Strangely it is important to note that jealousy can at times be of benefit to a relationship. Yes, this is unbelievable but true. Fear of losing something dear can cause us to work more diligently to hold onto it. Virtually any time that people work in a positive manner toward building and maintaining a healthy relationship this is a good thing. If it is jealousy that evokes this healthy change then the jealousy can indeed a good thing.

Unfortunately it is generally the negative side of jealousy that we most often see. Anger, fear, and insecurity used to the extreme in a manner that is hurtful to the other partner.

Rather than jealousy being a positive force in repairing the small fractures in a relationship it too often serves to create further hurtful emotions. This then tends to add increased obstacles within the relationship for the couple to overcome. 

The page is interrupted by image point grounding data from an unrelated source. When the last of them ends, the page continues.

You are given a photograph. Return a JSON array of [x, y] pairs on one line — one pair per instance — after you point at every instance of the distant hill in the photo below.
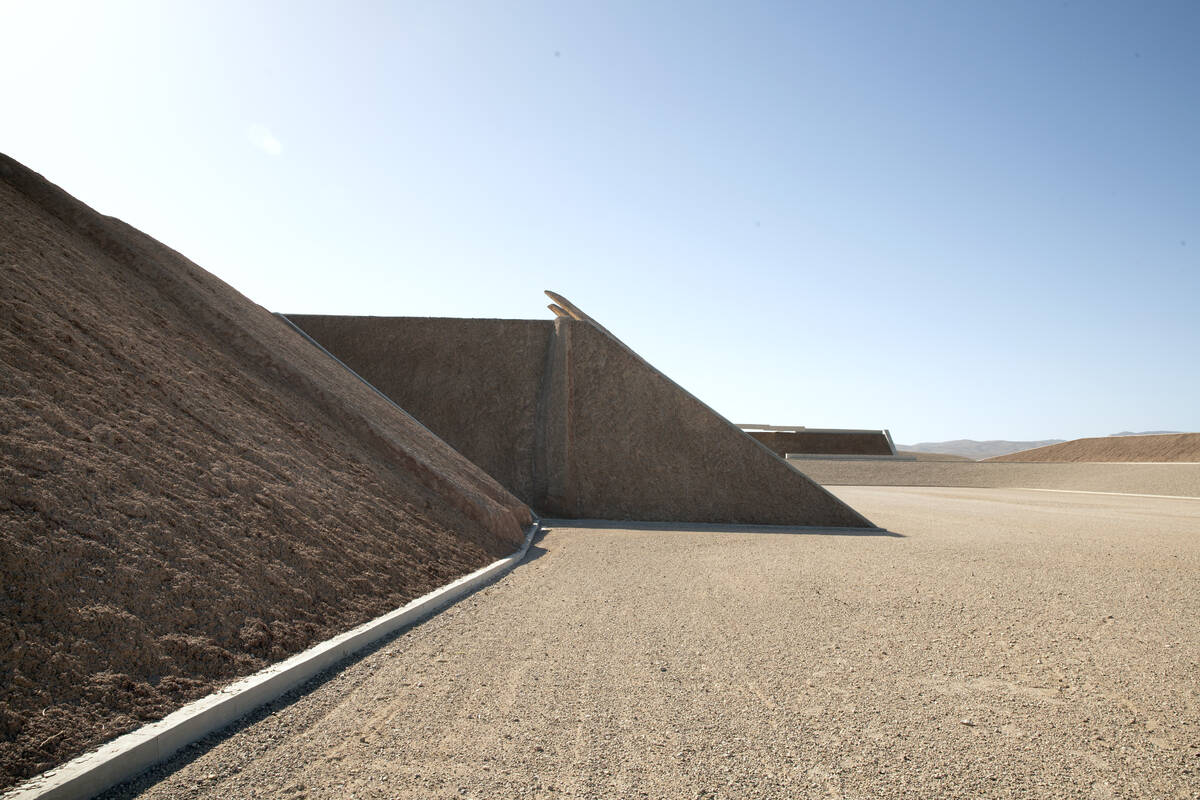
[[1143, 433], [976, 450], [1145, 447]]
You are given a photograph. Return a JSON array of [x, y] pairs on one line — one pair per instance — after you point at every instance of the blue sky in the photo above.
[[953, 220]]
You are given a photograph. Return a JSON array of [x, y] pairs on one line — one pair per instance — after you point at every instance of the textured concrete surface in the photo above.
[[1135, 479], [821, 443], [473, 382], [574, 422], [1001, 644]]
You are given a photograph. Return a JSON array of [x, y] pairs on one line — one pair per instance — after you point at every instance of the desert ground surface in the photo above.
[[924, 456], [990, 643], [1155, 447], [1180, 480]]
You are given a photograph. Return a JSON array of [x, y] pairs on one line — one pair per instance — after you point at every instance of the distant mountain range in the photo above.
[[977, 450]]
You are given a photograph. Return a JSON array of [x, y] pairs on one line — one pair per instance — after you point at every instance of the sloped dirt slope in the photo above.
[[1158, 447], [189, 489]]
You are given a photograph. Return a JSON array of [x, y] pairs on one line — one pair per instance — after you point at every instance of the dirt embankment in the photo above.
[[189, 489], [1158, 447]]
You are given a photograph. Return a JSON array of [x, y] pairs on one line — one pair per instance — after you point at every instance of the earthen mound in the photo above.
[[189, 489], [1157, 447]]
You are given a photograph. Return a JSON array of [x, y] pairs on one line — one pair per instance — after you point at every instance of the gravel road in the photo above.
[[996, 643]]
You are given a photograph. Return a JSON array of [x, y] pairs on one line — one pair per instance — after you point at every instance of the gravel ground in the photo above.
[[997, 643]]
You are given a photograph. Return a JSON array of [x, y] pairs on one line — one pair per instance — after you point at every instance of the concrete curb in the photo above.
[[127, 756]]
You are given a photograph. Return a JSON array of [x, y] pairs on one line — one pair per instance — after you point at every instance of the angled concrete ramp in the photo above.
[[573, 421]]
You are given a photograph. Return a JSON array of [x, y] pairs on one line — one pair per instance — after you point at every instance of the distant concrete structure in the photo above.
[[798, 441], [573, 421]]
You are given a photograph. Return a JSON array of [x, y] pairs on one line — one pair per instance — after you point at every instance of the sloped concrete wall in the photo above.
[[474, 383], [825, 443], [574, 422]]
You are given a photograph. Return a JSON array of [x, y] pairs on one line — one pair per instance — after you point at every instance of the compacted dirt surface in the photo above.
[[1156, 447], [189, 489], [994, 643], [1177, 480]]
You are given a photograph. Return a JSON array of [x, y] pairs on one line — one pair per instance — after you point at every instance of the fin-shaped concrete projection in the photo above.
[[573, 421]]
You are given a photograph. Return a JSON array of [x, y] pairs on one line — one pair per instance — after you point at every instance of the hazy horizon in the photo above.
[[954, 221]]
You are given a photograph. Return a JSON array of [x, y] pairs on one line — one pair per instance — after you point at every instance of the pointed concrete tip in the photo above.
[[571, 310]]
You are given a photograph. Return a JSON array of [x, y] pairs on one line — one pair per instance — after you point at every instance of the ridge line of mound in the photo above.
[[189, 489]]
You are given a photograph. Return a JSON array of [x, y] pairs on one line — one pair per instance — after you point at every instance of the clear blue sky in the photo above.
[[953, 220]]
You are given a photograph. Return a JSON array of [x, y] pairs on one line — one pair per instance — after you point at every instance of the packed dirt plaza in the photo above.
[[196, 492]]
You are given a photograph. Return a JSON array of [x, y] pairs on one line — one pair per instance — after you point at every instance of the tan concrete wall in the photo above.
[[473, 382], [825, 443], [574, 422]]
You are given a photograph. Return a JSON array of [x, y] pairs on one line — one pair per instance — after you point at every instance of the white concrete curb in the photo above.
[[125, 757]]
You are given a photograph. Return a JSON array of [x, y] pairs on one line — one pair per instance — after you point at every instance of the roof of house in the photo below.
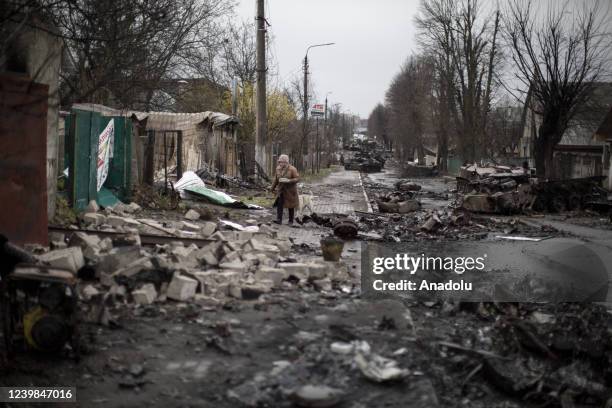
[[604, 132], [163, 120], [589, 117]]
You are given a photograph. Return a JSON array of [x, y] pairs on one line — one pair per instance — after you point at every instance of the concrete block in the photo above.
[[268, 230], [192, 215], [276, 275], [145, 295], [237, 266], [245, 235], [323, 284], [408, 206], [317, 271], [225, 276], [234, 290], [106, 244], [117, 258], [233, 256], [206, 280], [69, 258], [208, 228], [337, 271], [93, 219], [89, 291], [190, 227], [181, 288], [131, 223], [251, 291], [207, 258], [218, 236], [300, 271], [92, 207], [117, 290], [115, 221], [92, 254], [130, 238], [134, 267], [84, 240]]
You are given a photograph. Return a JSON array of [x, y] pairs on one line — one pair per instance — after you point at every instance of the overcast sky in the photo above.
[[373, 38]]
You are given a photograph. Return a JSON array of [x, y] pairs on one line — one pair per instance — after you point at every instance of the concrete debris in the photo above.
[[403, 185], [145, 295], [89, 292], [69, 258], [92, 207], [317, 396], [276, 275], [134, 267], [208, 228], [299, 271], [84, 240], [189, 226], [507, 190], [379, 369], [116, 221], [93, 219], [182, 288]]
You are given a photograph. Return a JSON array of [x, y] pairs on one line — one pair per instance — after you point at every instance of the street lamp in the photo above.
[[324, 133], [305, 133]]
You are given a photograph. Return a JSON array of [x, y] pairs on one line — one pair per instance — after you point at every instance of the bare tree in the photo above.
[[559, 55], [463, 38], [377, 124], [409, 103]]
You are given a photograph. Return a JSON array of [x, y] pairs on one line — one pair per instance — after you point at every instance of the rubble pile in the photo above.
[[545, 355], [234, 264], [368, 157], [418, 170], [450, 224], [507, 190], [123, 218]]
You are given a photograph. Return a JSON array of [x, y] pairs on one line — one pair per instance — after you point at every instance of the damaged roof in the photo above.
[[164, 120]]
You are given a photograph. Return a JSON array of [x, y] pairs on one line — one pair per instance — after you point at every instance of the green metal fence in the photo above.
[[84, 128]]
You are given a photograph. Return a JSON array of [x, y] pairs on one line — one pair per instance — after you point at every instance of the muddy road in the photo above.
[[299, 344]]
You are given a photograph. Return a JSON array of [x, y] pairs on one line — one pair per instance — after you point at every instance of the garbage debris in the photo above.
[[379, 369]]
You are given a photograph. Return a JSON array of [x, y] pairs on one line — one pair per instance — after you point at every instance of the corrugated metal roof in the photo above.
[[164, 120]]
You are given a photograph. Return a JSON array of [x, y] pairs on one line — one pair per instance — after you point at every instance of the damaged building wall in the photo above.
[[36, 51], [579, 153]]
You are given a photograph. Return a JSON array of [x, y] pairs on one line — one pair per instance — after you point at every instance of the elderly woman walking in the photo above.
[[286, 179]]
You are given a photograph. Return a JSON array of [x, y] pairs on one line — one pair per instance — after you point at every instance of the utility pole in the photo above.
[[317, 148], [305, 124], [261, 125], [305, 128]]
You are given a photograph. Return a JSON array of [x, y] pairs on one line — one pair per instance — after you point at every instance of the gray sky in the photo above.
[[373, 38]]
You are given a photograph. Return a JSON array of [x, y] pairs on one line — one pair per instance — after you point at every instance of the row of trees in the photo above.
[[454, 93], [164, 55]]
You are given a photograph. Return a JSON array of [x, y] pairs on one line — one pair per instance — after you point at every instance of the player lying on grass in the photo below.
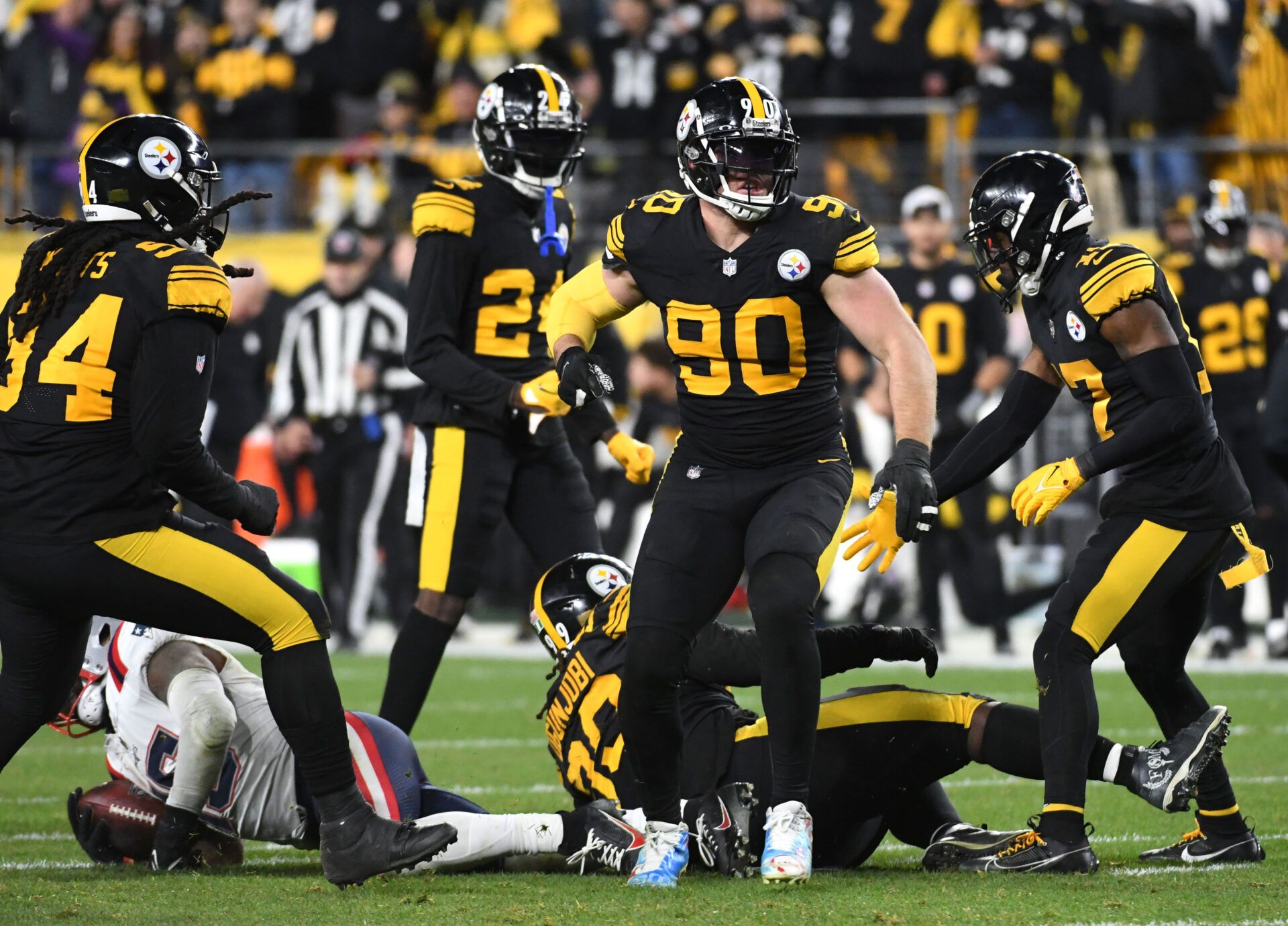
[[190, 726], [880, 752]]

So is jealousy a good or a bad thing? It is your relationship and it is your choice as to whether you will use the signs of jealousy as something to help repair your relationship or to end it.

When jealousy displays itself in violence then it is an absolutely unacceptable emotion and must be dealt with as such. Emotional or physical abuse is never acceptable within a relationship.

There is a line in every social partnership that is not acceptable for either partner to cross. If insecurity is displayed in extreme anger or in physical violence then it may be time to re-evaluate the relationship. It is time to either walk away or to seek professional counselling. 

A violent anger toward someone that you profess to love is never acceptable under any circumstance and is certainly not an act of love. Love, caring, and consideration for another person would never display itself in physical violence.